I’ve been reading through some of Mike Ash’s blog posts, and this one in particular got me really excited. OK, so they all got me excited, but this one’s really awesome. It discusses new features Apple added to Grand Central Dispatch in Lion and iOS 5. Previously, you created dispatch queues with the C function dispatch_queue_create(const char *label, dispatch_queue_attr_t attr), where attr was always NULL so Apple could “Add Support Later” for additional options. I figured this was typical C-style future-proofing just in case, but it looks like they were actually plannon on something.
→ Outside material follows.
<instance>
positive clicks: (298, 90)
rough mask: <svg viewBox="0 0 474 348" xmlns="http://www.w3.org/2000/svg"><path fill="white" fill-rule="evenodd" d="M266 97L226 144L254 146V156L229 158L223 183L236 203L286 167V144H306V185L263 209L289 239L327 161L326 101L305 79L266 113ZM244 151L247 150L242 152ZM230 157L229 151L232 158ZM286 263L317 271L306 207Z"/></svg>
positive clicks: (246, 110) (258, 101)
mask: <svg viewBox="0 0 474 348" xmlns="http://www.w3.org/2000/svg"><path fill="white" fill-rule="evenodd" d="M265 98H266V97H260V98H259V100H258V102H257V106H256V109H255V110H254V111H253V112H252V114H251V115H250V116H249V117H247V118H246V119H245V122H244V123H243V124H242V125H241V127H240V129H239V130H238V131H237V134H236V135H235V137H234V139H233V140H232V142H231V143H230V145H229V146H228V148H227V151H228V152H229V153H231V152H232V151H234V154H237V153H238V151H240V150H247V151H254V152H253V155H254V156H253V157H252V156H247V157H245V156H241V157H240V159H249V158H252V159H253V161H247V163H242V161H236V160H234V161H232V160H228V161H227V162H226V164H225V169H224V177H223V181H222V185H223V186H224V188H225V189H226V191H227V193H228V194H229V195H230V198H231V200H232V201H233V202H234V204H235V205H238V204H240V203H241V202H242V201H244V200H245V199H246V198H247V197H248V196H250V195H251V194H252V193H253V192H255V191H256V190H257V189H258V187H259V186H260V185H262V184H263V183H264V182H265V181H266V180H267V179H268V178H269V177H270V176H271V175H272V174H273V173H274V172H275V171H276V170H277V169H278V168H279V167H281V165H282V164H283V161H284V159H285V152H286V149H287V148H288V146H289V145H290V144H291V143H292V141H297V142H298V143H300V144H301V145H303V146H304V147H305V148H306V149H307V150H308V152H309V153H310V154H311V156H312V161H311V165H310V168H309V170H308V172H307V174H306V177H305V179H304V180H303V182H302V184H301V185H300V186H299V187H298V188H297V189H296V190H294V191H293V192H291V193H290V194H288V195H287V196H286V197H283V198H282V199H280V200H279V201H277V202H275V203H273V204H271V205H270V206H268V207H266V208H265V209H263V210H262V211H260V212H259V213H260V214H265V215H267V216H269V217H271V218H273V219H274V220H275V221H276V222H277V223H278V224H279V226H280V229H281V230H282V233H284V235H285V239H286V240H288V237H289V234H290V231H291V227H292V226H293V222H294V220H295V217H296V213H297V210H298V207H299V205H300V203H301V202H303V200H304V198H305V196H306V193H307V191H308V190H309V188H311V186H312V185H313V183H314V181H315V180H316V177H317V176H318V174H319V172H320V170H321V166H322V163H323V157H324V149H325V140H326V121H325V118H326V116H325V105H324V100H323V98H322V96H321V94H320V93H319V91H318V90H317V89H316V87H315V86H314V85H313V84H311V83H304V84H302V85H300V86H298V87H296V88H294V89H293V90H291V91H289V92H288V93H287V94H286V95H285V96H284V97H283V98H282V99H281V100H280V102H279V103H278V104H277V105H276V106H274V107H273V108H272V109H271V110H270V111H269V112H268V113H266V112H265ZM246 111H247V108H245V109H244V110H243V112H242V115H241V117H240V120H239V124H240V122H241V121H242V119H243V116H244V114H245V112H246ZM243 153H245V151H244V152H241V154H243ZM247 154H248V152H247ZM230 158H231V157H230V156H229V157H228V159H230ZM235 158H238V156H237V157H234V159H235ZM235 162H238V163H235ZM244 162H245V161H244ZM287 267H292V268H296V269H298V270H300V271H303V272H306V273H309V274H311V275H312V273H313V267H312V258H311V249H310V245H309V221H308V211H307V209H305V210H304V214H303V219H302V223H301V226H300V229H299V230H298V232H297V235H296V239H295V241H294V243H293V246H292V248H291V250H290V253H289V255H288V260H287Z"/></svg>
I won’t get into the details, but sufficed to say, the new features are awesome. They’ve actually solved issues I’ve had with GCD and I can’t wait to use them. (If you don’t know how revolutionary dispatch queues and GCD are for a language based in C, imagine Lisp-level serenity with the ability to actually accomplish useful tasks).
Here’s the thing. This is a language feature designed so programmers don’t have to know or think about threads in order to write concurrent programs. But in order to effectively use the new attribute options, you need to have an understanding of thread safety. It’s kind of a catch-22.
This isn’t the only case. With the new Automatic Reference Counting Apple introduced into the LLVM 3.0 compiler, I don’t have to write retain/release code because the compiler does it for me. They’ve written a compiler so that programmers don’t have to know about manual memory management, but in order to use it properly, programmers have to adhere to naming conventions and protocols, so they end up having to know about retain/release even if they never use it.
This is common outside of Objective-C, too. I guess this is why we had to learn things like assembler (or, some would argue, C) in school even if some of us were going to write Ruby for the rest of our lives. Knowing about low-level semantics is enough to write good high-level code, even if you never use that knowledge directly.
For instance, if a programmer who knows about the implementation details of collections like lists, arrays, dictionaries/hash maps, and sets, then they can write more efficient code around them.
All of programming is pretty much a catch-22, I guess. Nothing highlights this fact more than learning about new programmer language features.